Store your Chonkie chunks in PostgreSQL with vector embeddings and perform semantic search without ever leaving the Chonkie SDK.

Installation

Before using the Pgvector handshake, make sure to install the required dependencies:

pip install chonkie[pgvector]

You’ll also need PostgreSQL with the pgvector extension installed:

-- Connect to your database and enable pgvector
CREATE EXTENSION IF NOT EXISTS vector;

Initialization

from chonkie import PgvectorHandshake

# Initialize with individual connection parameters
handshake = PgvectorHandshake(
    host="localhost",
    port=5432,
    database="your_database",
    user="your_user",
    password="your_password",
    collection_name="chonkie_chunks"
)

# Or use a connection string
handshake = PgvectorHandshake(
    connection_string="postgresql://user:password@localhost:5432/database"
)

# Or use an existing vecs client
import vecs
client = vecs.create_client("postgresql://user:password@localhost:5432/database")
handshake = PgvectorHandshake(client=client, collection_name="my_collection")

Usage

Parameters

client
Optional[vecs.Client]
default:"None"

An existing vecs.Client instance. If provided, other connection parameters are ignored.

host
str
default:"localhost"

PostgreSQL host address.

port
int
default:"5432"

PostgreSQL port number.

database
str
default:"postgres"

PostgreSQL database name.

user
str
default:"postgres"

PostgreSQL username.

password
str
default:"postgres"

PostgreSQL password.

connection_string
Optional[str]
default:"None"

Full PostgreSQL connection string.
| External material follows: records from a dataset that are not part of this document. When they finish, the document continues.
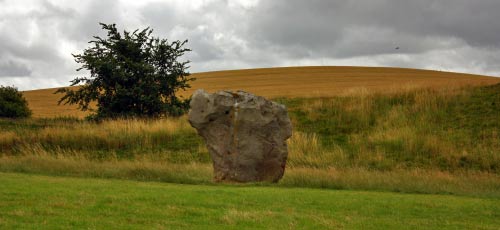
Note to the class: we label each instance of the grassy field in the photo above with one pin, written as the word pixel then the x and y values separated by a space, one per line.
pixel 416 140
pixel 40 202
pixel 385 130
pixel 297 82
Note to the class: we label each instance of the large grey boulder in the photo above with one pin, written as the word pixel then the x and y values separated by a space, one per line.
pixel 245 134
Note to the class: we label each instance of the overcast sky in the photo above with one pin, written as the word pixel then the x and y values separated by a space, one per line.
pixel 38 37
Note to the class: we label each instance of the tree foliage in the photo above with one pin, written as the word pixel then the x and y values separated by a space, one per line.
pixel 12 103
pixel 131 75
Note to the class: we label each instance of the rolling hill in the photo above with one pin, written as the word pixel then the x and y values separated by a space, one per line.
pixel 314 81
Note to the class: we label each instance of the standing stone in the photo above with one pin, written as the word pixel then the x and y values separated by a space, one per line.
pixel 245 134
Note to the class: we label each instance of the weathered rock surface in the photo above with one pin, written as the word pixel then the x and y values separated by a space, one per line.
pixel 245 134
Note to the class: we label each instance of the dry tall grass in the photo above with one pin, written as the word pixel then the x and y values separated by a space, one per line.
pixel 319 81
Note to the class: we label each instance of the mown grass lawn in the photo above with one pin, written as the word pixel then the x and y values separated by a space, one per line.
pixel 43 202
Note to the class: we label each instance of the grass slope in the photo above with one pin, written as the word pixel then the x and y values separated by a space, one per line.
pixel 319 81
pixel 40 202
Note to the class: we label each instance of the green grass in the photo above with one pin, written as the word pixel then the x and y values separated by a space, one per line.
pixel 41 202
pixel 437 141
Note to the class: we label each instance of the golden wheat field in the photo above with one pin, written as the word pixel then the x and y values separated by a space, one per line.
pixel 313 81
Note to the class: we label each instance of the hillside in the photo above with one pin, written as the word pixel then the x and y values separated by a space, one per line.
pixel 321 81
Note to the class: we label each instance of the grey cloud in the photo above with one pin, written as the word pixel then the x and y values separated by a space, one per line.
pixel 323 27
pixel 14 69
pixel 459 35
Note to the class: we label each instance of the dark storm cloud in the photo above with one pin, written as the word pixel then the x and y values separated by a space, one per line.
pixel 14 69
pixel 38 37
pixel 355 28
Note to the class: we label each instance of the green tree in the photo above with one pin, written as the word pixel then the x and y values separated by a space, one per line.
pixel 12 103
pixel 131 75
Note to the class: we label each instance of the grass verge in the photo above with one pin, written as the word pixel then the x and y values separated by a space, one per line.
pixel 34 202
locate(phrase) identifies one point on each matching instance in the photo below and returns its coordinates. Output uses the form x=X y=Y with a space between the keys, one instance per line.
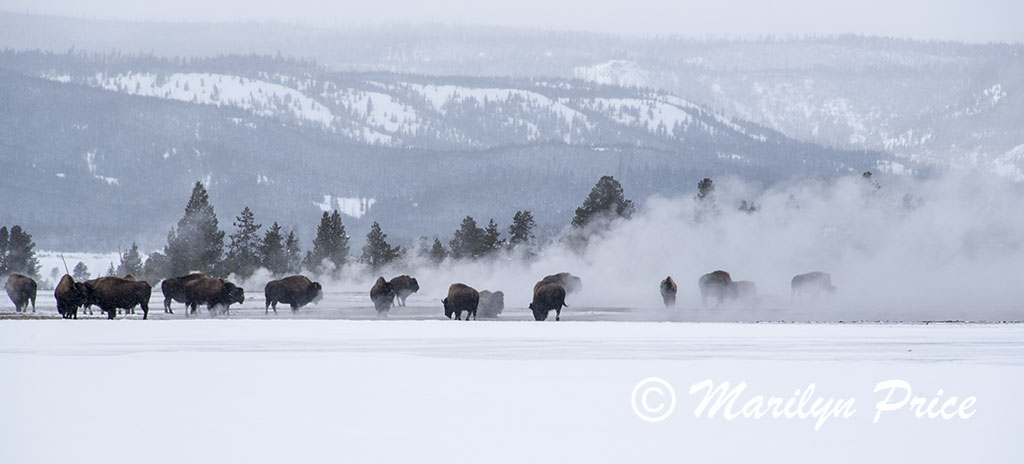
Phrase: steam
x=948 y=248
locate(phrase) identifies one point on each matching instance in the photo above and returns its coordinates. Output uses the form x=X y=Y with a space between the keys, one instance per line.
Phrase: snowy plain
x=333 y=384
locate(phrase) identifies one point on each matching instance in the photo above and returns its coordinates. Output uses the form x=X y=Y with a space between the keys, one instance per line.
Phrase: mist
x=950 y=248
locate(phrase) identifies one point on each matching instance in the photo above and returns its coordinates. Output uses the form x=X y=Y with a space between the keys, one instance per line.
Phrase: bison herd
x=114 y=293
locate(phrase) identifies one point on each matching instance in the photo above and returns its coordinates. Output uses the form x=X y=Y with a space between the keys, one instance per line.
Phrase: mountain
x=942 y=103
x=112 y=143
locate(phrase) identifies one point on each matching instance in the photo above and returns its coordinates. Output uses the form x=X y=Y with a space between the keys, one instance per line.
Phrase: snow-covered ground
x=281 y=389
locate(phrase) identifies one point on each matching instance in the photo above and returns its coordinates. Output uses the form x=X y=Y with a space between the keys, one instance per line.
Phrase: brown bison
x=295 y=290
x=70 y=295
x=216 y=294
x=548 y=297
x=382 y=294
x=403 y=287
x=812 y=284
x=669 y=290
x=112 y=293
x=461 y=298
x=492 y=303
x=22 y=290
x=174 y=289
x=570 y=283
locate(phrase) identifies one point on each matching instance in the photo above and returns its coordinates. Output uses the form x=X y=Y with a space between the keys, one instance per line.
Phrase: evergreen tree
x=492 y=239
x=81 y=272
x=437 y=253
x=20 y=255
x=293 y=254
x=468 y=241
x=521 y=230
x=4 y=248
x=706 y=201
x=243 y=253
x=377 y=252
x=197 y=243
x=330 y=245
x=272 y=251
x=605 y=200
x=131 y=262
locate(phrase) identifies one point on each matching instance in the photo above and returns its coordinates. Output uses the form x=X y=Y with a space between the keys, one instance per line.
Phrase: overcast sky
x=973 y=20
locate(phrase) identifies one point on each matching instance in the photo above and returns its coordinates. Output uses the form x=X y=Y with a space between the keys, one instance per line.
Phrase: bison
x=22 y=290
x=814 y=284
x=70 y=295
x=669 y=289
x=295 y=290
x=174 y=289
x=570 y=283
x=548 y=297
x=403 y=287
x=112 y=293
x=492 y=303
x=213 y=293
x=461 y=298
x=382 y=294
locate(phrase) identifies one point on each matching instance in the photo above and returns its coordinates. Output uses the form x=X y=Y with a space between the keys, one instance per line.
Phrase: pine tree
x=197 y=243
x=437 y=253
x=293 y=254
x=81 y=272
x=272 y=251
x=330 y=245
x=20 y=256
x=4 y=248
x=243 y=253
x=468 y=241
x=605 y=200
x=131 y=262
x=377 y=252
x=521 y=230
x=492 y=239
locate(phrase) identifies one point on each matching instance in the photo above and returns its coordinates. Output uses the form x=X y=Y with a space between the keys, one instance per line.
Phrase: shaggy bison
x=719 y=285
x=492 y=303
x=70 y=295
x=112 y=293
x=812 y=284
x=403 y=287
x=382 y=294
x=548 y=297
x=214 y=293
x=22 y=290
x=296 y=291
x=461 y=298
x=669 y=289
x=570 y=283
x=174 y=289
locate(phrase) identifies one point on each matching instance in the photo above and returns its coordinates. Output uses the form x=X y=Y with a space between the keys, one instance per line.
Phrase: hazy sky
x=975 y=20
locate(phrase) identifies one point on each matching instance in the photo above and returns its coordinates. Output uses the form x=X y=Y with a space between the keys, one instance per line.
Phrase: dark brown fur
x=669 y=290
x=213 y=293
x=22 y=290
x=382 y=294
x=548 y=297
x=112 y=293
x=492 y=303
x=461 y=298
x=296 y=291
x=70 y=295
x=174 y=289
x=403 y=287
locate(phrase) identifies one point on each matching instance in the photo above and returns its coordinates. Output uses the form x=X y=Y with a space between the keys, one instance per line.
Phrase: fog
x=948 y=248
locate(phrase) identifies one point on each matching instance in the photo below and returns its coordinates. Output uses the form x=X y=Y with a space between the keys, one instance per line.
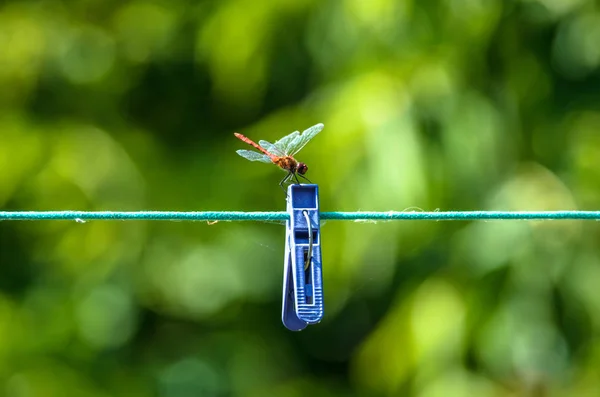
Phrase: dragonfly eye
x=302 y=168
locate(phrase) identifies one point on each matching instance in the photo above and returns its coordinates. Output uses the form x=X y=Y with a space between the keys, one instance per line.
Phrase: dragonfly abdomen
x=256 y=145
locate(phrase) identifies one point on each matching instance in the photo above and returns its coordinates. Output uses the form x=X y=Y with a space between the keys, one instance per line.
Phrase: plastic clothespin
x=302 y=274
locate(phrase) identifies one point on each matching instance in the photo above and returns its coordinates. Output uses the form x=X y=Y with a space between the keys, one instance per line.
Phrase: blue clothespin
x=302 y=274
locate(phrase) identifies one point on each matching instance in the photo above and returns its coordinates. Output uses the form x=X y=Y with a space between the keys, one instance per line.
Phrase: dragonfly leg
x=283 y=181
x=302 y=176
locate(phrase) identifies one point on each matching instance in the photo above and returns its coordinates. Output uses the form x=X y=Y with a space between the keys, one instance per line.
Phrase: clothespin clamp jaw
x=302 y=275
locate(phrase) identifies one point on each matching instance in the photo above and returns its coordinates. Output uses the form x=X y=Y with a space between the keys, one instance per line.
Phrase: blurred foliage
x=440 y=104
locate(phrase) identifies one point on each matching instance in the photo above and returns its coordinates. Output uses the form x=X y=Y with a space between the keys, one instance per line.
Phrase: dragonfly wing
x=284 y=143
x=254 y=156
x=271 y=148
x=303 y=139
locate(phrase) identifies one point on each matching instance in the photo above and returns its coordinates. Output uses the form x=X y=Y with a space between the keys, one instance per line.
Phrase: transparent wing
x=284 y=143
x=301 y=140
x=254 y=156
x=271 y=148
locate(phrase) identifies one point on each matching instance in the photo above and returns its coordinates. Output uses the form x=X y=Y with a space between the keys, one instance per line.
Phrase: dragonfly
x=282 y=152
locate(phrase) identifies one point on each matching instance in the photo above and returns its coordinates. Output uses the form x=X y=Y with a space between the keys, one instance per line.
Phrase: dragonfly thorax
x=289 y=163
x=302 y=168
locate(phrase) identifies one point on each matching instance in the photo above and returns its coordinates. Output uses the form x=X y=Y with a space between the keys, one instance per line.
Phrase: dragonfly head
x=302 y=168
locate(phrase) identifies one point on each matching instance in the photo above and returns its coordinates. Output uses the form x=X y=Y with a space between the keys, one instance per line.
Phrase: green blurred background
x=427 y=105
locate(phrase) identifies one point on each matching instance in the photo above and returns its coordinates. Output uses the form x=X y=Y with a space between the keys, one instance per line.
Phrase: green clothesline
x=82 y=216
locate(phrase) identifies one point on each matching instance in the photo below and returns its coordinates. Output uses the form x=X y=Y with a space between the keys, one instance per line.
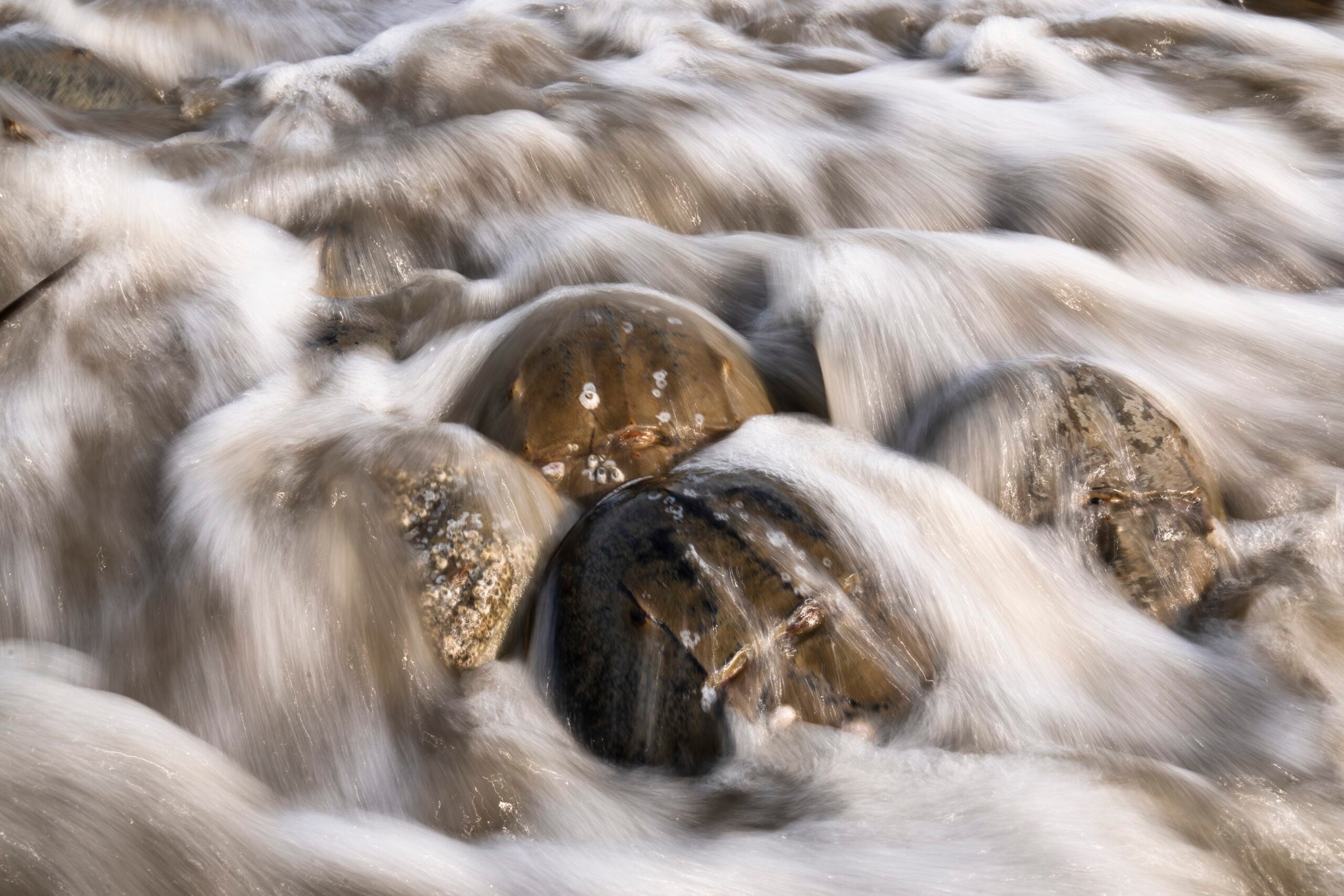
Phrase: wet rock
x=69 y=76
x=617 y=393
x=1072 y=445
x=474 y=566
x=679 y=597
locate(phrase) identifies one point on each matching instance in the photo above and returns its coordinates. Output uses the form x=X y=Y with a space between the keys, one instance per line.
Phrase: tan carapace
x=618 y=393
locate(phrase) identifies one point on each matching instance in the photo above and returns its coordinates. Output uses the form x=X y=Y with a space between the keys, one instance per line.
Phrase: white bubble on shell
x=589 y=398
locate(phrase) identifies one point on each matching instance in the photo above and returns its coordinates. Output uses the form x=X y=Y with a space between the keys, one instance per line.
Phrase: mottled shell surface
x=1076 y=446
x=679 y=597
x=472 y=567
x=618 y=394
x=69 y=77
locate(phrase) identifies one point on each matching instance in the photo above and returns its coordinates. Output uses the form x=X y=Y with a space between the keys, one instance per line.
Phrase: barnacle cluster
x=474 y=567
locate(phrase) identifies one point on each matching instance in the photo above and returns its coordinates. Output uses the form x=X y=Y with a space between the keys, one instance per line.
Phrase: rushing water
x=213 y=672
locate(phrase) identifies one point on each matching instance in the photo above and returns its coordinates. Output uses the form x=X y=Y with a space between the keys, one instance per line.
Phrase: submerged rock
x=474 y=567
x=1072 y=445
x=679 y=597
x=618 y=393
x=69 y=76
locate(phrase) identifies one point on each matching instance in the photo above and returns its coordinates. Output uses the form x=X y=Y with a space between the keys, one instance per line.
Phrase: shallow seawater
x=260 y=260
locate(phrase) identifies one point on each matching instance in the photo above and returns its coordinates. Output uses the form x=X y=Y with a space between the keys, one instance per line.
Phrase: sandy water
x=212 y=678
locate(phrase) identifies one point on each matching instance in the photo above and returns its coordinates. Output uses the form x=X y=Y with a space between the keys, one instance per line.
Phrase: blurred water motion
x=318 y=318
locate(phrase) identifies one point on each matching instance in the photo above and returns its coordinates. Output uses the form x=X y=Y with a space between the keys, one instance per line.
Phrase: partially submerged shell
x=1072 y=445
x=474 y=566
x=679 y=597
x=618 y=392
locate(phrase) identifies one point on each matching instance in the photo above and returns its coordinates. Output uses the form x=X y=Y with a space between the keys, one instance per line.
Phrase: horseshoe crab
x=675 y=598
x=616 y=392
x=1079 y=448
x=472 y=566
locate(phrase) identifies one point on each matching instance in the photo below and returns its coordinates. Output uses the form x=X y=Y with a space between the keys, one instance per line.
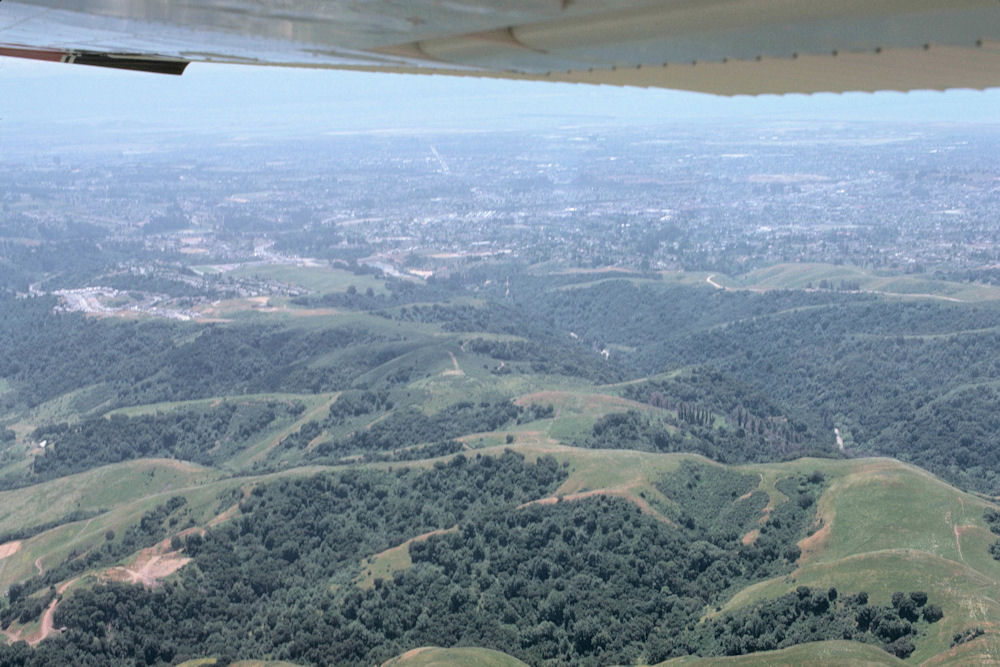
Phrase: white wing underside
x=718 y=46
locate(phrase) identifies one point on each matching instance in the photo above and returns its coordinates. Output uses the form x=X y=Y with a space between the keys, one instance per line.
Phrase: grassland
x=803 y=276
x=453 y=657
x=321 y=279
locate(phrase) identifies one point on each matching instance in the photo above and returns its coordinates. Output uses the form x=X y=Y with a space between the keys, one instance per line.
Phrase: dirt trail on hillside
x=150 y=566
x=10 y=548
x=46 y=628
x=456 y=369
x=626 y=492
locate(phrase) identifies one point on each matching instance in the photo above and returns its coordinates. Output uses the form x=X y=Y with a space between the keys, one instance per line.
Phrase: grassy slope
x=887 y=527
x=429 y=656
x=798 y=276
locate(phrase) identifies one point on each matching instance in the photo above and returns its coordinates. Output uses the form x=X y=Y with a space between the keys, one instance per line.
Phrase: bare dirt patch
x=46 y=629
x=150 y=566
x=816 y=542
x=413 y=652
x=455 y=369
x=626 y=492
x=10 y=548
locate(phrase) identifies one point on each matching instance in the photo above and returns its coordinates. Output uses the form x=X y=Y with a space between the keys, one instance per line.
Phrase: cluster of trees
x=204 y=435
x=411 y=426
x=273 y=582
x=45 y=354
x=808 y=615
x=23 y=603
x=587 y=582
x=875 y=367
x=992 y=518
x=696 y=432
If provided, individual connection parameters are ignored.

collection_name
str
default:"chonkie_chunks"

Name of the collection to store chunks in.

embedding_model
Union[str, BaseEmbeddings]
default:"minishlab/potion-retrieval-32M"

Embedding model to use. Can be a model name or a BaseEmbeddings instance.

vector_dimensions
Optional[int]
default:"None"

Number of dimensions for the vector embeddings. If not provided, will be inferred from the embedding model.